Tylko czy w ograniczonej przestrzeni kot i tak nie znajdzie sobie, miejsca do ukrycia z którego będzie wychodził tylko nocą?
Fakt wtedy łatwiej go kontrolować i próbować przekupić jakimiś smakołykami.
przede wszystkim starałabym sie w tym pokoju przebywać, siedzieć tam, czytać sobie coś - moze być cichym spokojnym głosem na głos trochę, włączyć radio, przeglądać komputer - być dla kota, ale w taki spokojny sposób, żeby się przyzwyczajał do człowieka, ale tez robił to w swoim tempie.
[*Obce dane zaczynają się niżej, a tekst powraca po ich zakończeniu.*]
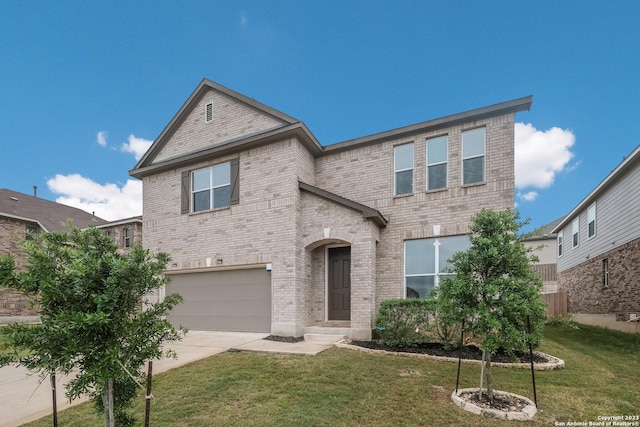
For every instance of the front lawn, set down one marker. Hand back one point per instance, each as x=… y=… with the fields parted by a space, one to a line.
x=348 y=388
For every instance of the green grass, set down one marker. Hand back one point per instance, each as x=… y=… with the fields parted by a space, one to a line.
x=347 y=388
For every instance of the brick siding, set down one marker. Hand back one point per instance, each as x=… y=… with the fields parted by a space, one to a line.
x=12 y=234
x=585 y=287
x=276 y=223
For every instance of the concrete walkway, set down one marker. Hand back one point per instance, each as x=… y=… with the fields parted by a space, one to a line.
x=24 y=398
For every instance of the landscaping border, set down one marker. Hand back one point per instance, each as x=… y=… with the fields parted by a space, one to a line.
x=555 y=363
x=525 y=414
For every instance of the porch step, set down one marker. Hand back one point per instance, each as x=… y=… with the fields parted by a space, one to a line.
x=328 y=338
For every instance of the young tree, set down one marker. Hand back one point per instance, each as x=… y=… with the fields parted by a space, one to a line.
x=494 y=288
x=89 y=296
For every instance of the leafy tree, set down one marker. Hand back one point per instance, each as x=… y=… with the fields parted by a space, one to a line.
x=494 y=289
x=91 y=322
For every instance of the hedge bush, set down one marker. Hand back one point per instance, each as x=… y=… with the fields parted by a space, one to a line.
x=405 y=322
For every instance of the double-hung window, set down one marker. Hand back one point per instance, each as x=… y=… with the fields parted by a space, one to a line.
x=560 y=243
x=575 y=232
x=403 y=169
x=425 y=261
x=211 y=187
x=591 y=221
x=473 y=156
x=437 y=163
x=126 y=237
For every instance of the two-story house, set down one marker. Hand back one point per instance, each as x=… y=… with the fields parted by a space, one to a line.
x=271 y=231
x=599 y=250
x=21 y=216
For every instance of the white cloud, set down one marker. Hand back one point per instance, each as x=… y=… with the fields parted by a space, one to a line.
x=541 y=155
x=101 y=137
x=137 y=146
x=108 y=201
x=529 y=196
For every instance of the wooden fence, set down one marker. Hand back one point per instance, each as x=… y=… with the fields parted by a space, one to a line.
x=556 y=303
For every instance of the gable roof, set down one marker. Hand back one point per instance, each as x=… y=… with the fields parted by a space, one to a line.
x=51 y=216
x=191 y=102
x=292 y=127
x=367 y=212
x=545 y=232
x=629 y=162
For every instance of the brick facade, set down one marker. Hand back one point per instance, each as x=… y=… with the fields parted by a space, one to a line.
x=12 y=235
x=277 y=223
x=587 y=294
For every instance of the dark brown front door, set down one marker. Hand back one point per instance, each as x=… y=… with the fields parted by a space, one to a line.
x=340 y=283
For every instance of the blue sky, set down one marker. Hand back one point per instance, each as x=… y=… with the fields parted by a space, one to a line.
x=85 y=86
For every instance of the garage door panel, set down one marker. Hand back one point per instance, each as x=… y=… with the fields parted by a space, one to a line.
x=238 y=300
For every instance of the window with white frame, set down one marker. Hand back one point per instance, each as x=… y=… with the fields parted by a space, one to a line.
x=403 y=169
x=575 y=232
x=126 y=237
x=591 y=221
x=437 y=153
x=426 y=259
x=211 y=187
x=473 y=156
x=208 y=112
x=560 y=243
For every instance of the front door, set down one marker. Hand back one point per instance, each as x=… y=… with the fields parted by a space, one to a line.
x=339 y=283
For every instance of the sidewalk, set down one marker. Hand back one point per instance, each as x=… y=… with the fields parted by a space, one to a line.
x=23 y=398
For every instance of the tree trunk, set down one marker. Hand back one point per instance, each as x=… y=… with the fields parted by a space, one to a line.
x=489 y=377
x=107 y=403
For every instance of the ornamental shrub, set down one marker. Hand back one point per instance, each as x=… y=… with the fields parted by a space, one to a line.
x=405 y=322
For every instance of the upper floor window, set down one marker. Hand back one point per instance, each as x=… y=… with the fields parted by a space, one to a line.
x=127 y=235
x=426 y=259
x=30 y=231
x=211 y=187
x=403 y=169
x=473 y=156
x=560 y=243
x=437 y=163
x=208 y=112
x=591 y=221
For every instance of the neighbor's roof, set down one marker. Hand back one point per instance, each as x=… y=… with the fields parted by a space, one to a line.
x=545 y=232
x=627 y=163
x=290 y=127
x=51 y=216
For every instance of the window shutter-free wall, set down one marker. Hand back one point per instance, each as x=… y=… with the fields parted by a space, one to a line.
x=235 y=182
x=184 y=192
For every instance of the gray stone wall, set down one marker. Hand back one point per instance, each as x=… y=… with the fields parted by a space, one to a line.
x=622 y=295
x=12 y=234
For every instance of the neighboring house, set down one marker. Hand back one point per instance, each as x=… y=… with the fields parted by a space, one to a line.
x=599 y=250
x=544 y=243
x=20 y=216
x=124 y=232
x=271 y=231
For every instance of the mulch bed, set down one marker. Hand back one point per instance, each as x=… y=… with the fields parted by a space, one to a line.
x=283 y=339
x=468 y=352
x=501 y=402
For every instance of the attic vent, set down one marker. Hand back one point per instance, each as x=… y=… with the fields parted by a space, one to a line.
x=209 y=113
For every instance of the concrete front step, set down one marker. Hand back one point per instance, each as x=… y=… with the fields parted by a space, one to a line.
x=324 y=338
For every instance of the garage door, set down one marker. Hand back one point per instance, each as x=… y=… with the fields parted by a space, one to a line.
x=237 y=300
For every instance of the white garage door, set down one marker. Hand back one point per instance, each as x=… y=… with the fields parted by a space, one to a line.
x=236 y=300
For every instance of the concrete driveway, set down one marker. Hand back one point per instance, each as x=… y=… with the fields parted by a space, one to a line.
x=24 y=398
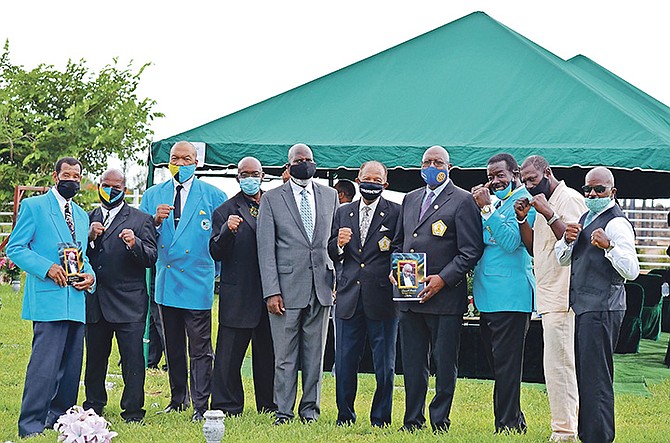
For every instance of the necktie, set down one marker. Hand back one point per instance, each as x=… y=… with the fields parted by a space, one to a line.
x=365 y=223
x=426 y=204
x=105 y=221
x=70 y=221
x=177 y=206
x=306 y=214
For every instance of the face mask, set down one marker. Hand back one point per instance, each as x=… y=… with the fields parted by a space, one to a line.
x=110 y=197
x=596 y=205
x=67 y=188
x=540 y=188
x=434 y=177
x=370 y=191
x=182 y=173
x=303 y=170
x=502 y=194
x=250 y=185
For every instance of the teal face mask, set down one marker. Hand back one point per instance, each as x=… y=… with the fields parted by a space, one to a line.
x=595 y=205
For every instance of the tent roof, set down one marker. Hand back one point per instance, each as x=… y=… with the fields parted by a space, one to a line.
x=473 y=86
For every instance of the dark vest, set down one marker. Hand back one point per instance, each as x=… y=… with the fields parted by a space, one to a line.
x=594 y=283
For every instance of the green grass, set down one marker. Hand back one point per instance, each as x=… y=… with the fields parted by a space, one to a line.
x=641 y=416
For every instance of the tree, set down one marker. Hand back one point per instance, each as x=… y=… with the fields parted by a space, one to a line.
x=46 y=114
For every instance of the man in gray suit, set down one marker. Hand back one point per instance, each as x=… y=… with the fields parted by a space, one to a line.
x=293 y=228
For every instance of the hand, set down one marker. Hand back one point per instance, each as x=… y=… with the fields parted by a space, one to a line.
x=482 y=195
x=541 y=205
x=128 y=237
x=392 y=279
x=57 y=274
x=521 y=207
x=234 y=222
x=162 y=212
x=95 y=230
x=86 y=283
x=275 y=305
x=572 y=230
x=599 y=239
x=343 y=237
x=434 y=284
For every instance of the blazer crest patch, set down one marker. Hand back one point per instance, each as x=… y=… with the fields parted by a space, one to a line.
x=438 y=228
x=384 y=244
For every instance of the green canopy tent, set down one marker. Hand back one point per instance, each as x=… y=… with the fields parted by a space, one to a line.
x=473 y=86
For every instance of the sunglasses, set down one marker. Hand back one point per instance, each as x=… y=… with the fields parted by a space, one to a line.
x=599 y=189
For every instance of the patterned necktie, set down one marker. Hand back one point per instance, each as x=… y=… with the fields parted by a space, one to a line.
x=70 y=221
x=426 y=204
x=177 y=206
x=365 y=223
x=306 y=214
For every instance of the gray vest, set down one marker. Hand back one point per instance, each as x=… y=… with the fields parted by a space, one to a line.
x=594 y=283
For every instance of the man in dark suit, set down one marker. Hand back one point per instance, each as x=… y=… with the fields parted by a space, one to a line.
x=360 y=246
x=442 y=221
x=122 y=245
x=294 y=224
x=601 y=250
x=243 y=316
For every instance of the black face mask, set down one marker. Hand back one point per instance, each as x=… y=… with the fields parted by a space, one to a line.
x=370 y=191
x=67 y=188
x=540 y=188
x=303 y=170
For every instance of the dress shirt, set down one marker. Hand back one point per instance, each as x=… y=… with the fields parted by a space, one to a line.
x=622 y=256
x=553 y=280
x=184 y=192
x=61 y=200
x=310 y=197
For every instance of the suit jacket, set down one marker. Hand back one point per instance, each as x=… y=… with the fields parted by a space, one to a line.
x=121 y=291
x=240 y=295
x=185 y=270
x=504 y=279
x=33 y=246
x=450 y=234
x=290 y=264
x=363 y=270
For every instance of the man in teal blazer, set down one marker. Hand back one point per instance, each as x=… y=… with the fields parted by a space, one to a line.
x=56 y=308
x=182 y=208
x=503 y=287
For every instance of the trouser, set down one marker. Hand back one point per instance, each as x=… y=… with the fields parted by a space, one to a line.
x=504 y=337
x=179 y=324
x=52 y=376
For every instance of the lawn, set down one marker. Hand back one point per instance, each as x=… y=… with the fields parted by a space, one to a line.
x=642 y=403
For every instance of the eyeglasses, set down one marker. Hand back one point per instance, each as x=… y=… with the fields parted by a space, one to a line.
x=436 y=163
x=599 y=189
x=254 y=174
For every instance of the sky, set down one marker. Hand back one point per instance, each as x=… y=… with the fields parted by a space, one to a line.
x=212 y=58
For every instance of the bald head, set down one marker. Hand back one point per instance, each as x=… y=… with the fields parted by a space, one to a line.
x=436 y=153
x=300 y=151
x=251 y=163
x=183 y=153
x=601 y=175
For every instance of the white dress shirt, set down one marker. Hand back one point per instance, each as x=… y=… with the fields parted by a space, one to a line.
x=622 y=256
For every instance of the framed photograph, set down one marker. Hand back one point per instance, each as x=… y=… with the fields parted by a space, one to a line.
x=408 y=268
x=71 y=261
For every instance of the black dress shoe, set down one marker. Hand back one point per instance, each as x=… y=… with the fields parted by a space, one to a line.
x=281 y=420
x=198 y=415
x=174 y=407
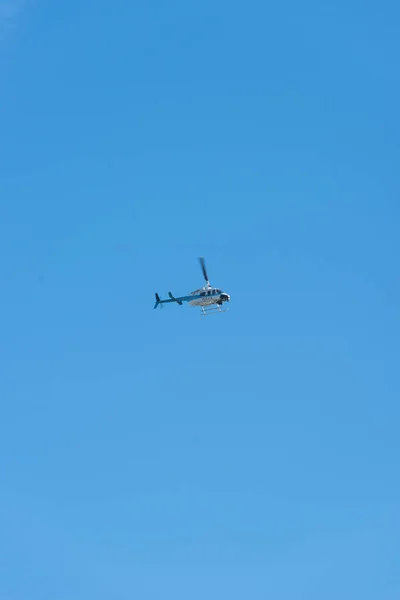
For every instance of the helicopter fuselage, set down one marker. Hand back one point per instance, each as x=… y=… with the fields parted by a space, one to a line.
x=203 y=297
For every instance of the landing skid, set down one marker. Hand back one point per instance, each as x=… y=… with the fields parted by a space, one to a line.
x=209 y=310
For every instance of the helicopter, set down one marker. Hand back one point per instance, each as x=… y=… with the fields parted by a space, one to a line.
x=208 y=298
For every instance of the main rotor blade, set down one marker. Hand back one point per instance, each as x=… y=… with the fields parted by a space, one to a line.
x=203 y=268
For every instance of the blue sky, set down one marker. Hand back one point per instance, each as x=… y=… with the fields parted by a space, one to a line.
x=149 y=454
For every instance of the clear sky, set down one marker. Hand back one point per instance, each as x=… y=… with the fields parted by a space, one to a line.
x=159 y=454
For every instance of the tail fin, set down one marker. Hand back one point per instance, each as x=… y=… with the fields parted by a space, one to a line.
x=158 y=301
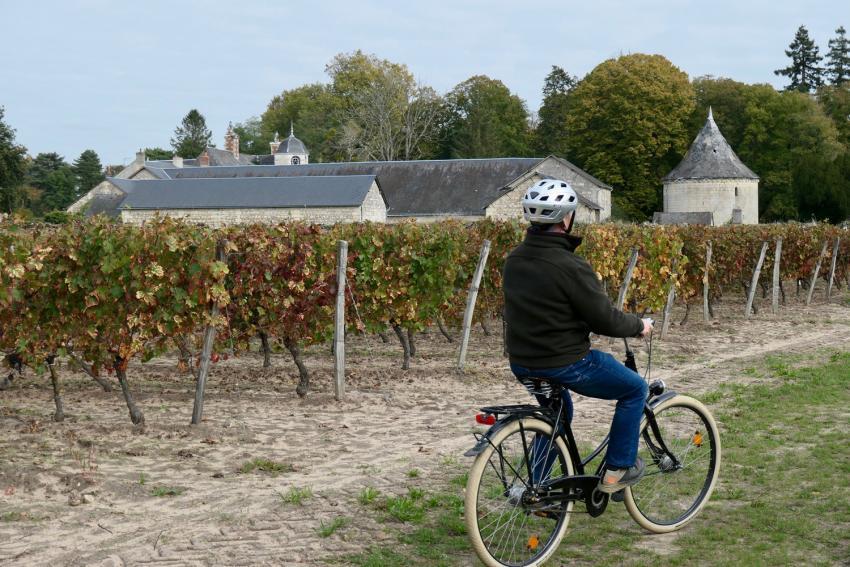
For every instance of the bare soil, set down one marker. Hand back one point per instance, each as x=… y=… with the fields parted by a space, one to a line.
x=86 y=491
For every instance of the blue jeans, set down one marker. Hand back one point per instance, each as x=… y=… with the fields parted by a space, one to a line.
x=600 y=375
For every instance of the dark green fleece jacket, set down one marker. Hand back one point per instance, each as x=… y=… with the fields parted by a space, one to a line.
x=553 y=301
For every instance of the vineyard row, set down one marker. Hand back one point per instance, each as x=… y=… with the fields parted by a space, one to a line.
x=103 y=294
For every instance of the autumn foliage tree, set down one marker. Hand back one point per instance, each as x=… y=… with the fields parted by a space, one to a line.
x=627 y=124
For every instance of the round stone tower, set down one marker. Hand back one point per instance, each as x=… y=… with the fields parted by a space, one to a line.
x=711 y=178
x=291 y=151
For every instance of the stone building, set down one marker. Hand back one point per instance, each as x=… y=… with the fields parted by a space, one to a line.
x=219 y=188
x=710 y=179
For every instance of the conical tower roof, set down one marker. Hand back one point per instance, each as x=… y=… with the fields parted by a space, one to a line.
x=710 y=157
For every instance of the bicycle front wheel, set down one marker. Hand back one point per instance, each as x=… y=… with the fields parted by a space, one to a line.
x=671 y=493
x=508 y=520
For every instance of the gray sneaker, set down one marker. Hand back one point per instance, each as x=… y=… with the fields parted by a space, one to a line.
x=614 y=480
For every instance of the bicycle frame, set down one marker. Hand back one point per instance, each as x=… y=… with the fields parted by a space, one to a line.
x=578 y=485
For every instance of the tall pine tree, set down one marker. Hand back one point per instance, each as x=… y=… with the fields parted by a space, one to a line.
x=192 y=136
x=804 y=72
x=551 y=133
x=838 y=58
x=88 y=170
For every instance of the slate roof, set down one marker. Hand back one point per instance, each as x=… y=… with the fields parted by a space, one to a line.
x=425 y=187
x=245 y=193
x=291 y=145
x=710 y=157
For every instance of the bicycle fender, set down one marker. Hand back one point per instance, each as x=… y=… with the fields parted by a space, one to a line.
x=662 y=398
x=484 y=441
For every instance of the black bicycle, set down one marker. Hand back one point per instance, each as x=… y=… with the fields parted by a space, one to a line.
x=528 y=473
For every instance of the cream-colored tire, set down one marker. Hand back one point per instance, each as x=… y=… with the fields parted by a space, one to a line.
x=520 y=527
x=665 y=500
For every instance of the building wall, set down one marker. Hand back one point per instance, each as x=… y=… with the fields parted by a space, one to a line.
x=716 y=196
x=102 y=188
x=224 y=217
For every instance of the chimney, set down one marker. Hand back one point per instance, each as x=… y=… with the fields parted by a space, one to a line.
x=231 y=141
x=275 y=144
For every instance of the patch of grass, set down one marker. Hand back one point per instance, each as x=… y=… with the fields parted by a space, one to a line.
x=376 y=556
x=368 y=495
x=265 y=465
x=167 y=491
x=327 y=530
x=296 y=495
x=13 y=516
x=405 y=509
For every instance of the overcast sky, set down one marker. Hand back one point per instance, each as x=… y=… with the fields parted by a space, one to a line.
x=115 y=76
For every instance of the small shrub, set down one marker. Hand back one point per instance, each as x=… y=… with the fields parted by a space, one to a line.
x=368 y=495
x=167 y=491
x=296 y=495
x=265 y=465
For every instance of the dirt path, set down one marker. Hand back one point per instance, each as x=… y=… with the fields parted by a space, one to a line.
x=391 y=423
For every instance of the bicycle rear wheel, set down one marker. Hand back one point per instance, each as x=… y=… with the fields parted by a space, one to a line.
x=505 y=524
x=670 y=495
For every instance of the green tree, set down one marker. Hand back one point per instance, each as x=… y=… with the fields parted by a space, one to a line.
x=55 y=183
x=783 y=130
x=835 y=100
x=252 y=140
x=192 y=137
x=13 y=166
x=158 y=153
x=822 y=187
x=804 y=72
x=838 y=58
x=313 y=112
x=782 y=136
x=484 y=119
x=551 y=133
x=384 y=113
x=88 y=170
x=628 y=125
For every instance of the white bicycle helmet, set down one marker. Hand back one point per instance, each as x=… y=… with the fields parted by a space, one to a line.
x=549 y=201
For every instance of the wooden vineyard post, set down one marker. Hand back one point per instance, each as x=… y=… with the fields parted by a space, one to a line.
x=470 y=303
x=621 y=299
x=705 y=312
x=339 y=321
x=832 y=267
x=751 y=295
x=671 y=297
x=776 y=256
x=206 y=350
x=815 y=273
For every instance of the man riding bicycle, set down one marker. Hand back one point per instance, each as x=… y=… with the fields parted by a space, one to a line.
x=553 y=301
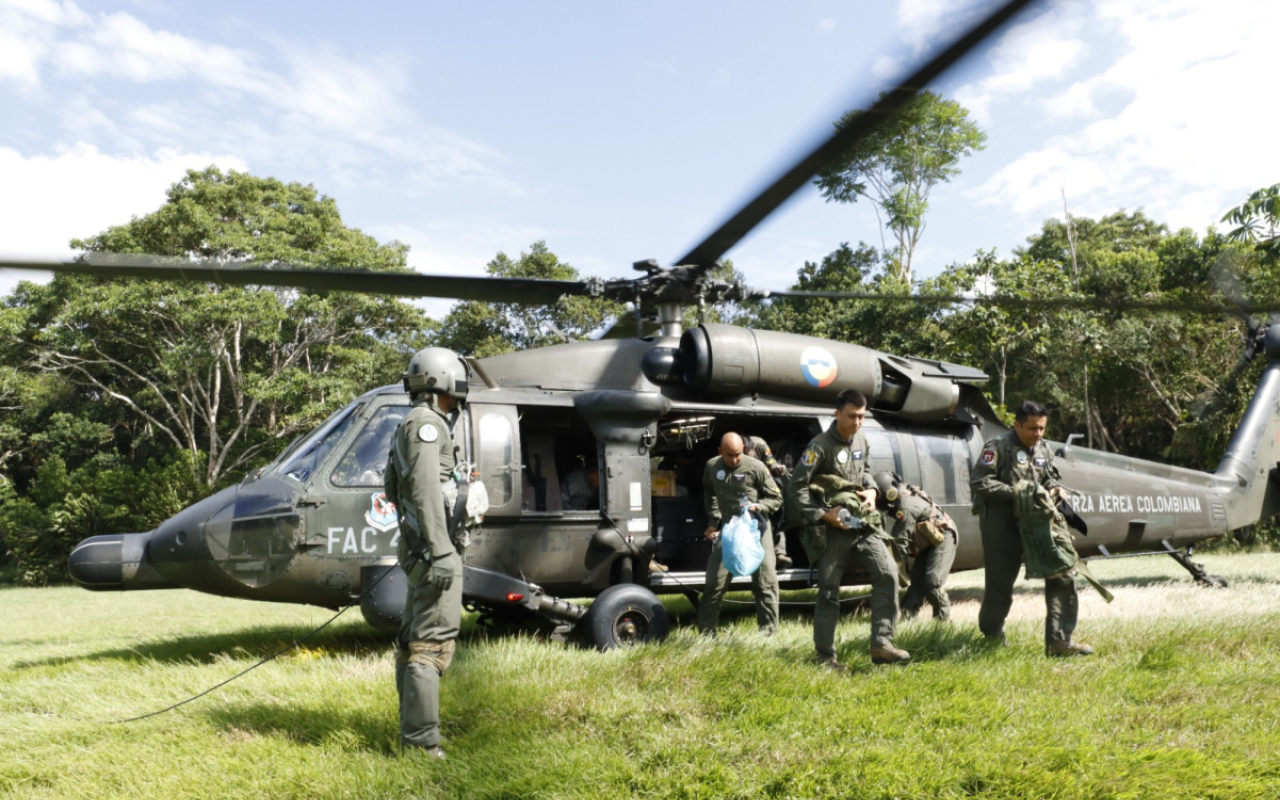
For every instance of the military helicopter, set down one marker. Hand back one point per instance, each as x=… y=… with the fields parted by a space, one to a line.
x=643 y=414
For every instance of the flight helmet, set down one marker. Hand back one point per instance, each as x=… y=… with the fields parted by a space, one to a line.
x=438 y=370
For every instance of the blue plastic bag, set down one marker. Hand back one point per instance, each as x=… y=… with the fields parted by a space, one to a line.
x=740 y=545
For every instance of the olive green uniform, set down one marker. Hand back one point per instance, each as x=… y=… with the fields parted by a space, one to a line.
x=759 y=449
x=830 y=455
x=932 y=565
x=1004 y=462
x=723 y=489
x=423 y=457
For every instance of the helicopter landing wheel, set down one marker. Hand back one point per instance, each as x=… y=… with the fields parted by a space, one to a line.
x=625 y=615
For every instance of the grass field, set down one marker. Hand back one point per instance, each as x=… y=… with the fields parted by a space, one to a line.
x=1182 y=700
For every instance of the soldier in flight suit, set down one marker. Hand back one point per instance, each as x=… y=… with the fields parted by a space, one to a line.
x=421 y=460
x=1019 y=455
x=727 y=480
x=759 y=449
x=842 y=451
x=917 y=521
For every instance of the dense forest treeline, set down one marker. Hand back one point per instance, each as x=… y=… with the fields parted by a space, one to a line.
x=122 y=402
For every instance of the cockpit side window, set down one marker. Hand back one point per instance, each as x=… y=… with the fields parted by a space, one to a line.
x=311 y=452
x=498 y=457
x=944 y=466
x=365 y=461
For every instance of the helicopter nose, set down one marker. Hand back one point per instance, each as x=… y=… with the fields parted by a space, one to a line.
x=114 y=562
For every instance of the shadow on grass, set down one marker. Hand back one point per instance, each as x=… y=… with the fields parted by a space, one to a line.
x=247 y=644
x=371 y=732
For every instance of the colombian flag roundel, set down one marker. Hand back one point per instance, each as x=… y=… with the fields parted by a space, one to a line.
x=818 y=366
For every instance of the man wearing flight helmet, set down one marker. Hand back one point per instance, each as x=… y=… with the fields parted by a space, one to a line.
x=923 y=530
x=423 y=458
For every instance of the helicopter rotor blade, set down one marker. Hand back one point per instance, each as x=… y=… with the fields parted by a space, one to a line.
x=1095 y=304
x=705 y=254
x=403 y=284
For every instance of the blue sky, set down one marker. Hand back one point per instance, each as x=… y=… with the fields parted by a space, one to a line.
x=620 y=132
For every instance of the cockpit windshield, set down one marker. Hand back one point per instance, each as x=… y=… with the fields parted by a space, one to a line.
x=300 y=462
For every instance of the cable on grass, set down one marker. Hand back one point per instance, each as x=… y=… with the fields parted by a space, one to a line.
x=264 y=661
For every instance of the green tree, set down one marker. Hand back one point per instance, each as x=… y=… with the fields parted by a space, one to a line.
x=1257 y=220
x=906 y=328
x=488 y=329
x=224 y=374
x=899 y=165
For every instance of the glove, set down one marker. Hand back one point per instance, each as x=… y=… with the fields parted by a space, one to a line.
x=440 y=575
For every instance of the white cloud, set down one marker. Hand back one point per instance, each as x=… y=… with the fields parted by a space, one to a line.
x=886 y=67
x=1024 y=56
x=309 y=108
x=1191 y=136
x=927 y=23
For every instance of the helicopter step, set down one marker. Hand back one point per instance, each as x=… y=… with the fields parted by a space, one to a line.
x=1182 y=557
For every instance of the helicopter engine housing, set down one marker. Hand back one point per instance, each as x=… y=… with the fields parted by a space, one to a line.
x=728 y=360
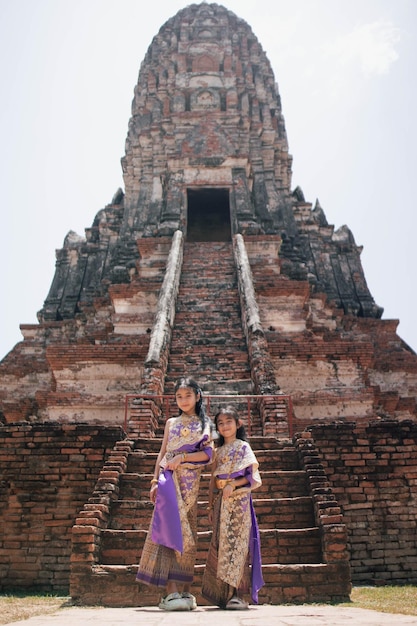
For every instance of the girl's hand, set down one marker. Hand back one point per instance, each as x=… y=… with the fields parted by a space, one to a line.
x=153 y=492
x=174 y=463
x=228 y=490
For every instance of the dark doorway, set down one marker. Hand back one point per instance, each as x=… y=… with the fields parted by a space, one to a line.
x=208 y=217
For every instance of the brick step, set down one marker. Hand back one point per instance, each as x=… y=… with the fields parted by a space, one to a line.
x=278 y=482
x=115 y=585
x=281 y=513
x=124 y=547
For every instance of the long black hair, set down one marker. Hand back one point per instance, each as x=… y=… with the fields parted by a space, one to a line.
x=186 y=381
x=231 y=412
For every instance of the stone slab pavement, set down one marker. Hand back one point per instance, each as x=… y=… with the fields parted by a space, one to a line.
x=263 y=615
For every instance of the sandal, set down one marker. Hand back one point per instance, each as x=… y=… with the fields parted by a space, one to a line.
x=237 y=604
x=192 y=602
x=174 y=602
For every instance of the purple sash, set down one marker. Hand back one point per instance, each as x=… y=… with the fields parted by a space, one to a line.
x=166 y=527
x=257 y=580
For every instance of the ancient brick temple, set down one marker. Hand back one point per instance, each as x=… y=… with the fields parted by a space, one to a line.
x=208 y=263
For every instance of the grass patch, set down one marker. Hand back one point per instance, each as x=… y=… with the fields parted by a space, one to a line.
x=19 y=606
x=402 y=600
x=385 y=599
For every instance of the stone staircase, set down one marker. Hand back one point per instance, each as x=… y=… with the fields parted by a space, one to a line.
x=303 y=541
x=208 y=342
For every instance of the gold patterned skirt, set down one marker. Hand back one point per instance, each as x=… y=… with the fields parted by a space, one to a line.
x=227 y=566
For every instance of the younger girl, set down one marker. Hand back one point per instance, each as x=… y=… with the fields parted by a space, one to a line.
x=235 y=530
x=169 y=552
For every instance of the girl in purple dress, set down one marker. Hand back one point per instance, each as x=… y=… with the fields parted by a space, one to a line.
x=169 y=552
Generalnie, jak do mnie trafiają takie maluchy - zwykle to były dzikunki, to zawsze zamykałam im przestrzen i byłam z kociakami, spałam w pokoju, w którym były, żeby w nocy mogły jak spię sobie na spokojnie mnie obwąchać, obejrzeć itp. Ale też takie maluchy najczęściej wyciągałam z dziur i tuliłam do siebie, brałam za tzw pazuchę, żeby słyszały bicie serca i czuły ciepło- zawsze mi się to sprawwdzało.
I przyznam też, że nie rozumiem, jako osoba, która odchowała kilka kocich miotów maluchów dzikusków wyciąganych z jakichś rur kanalizacyjnych, ruder itp i widziałam, jak te dzieciaki się zachowują- nie rozumiem powtarzających się tu przypadków kociaków z hodowli, a więc wychowywanych w bezpiecznych warunkach, takich, które od urodzenia powinny miec kontakt z człowiekiem - a po pójściu do nowego domu zachowują się jak dzikuski, chowają się, boją.
Kompletnie nie rozumiem, co tu idzie nie tak?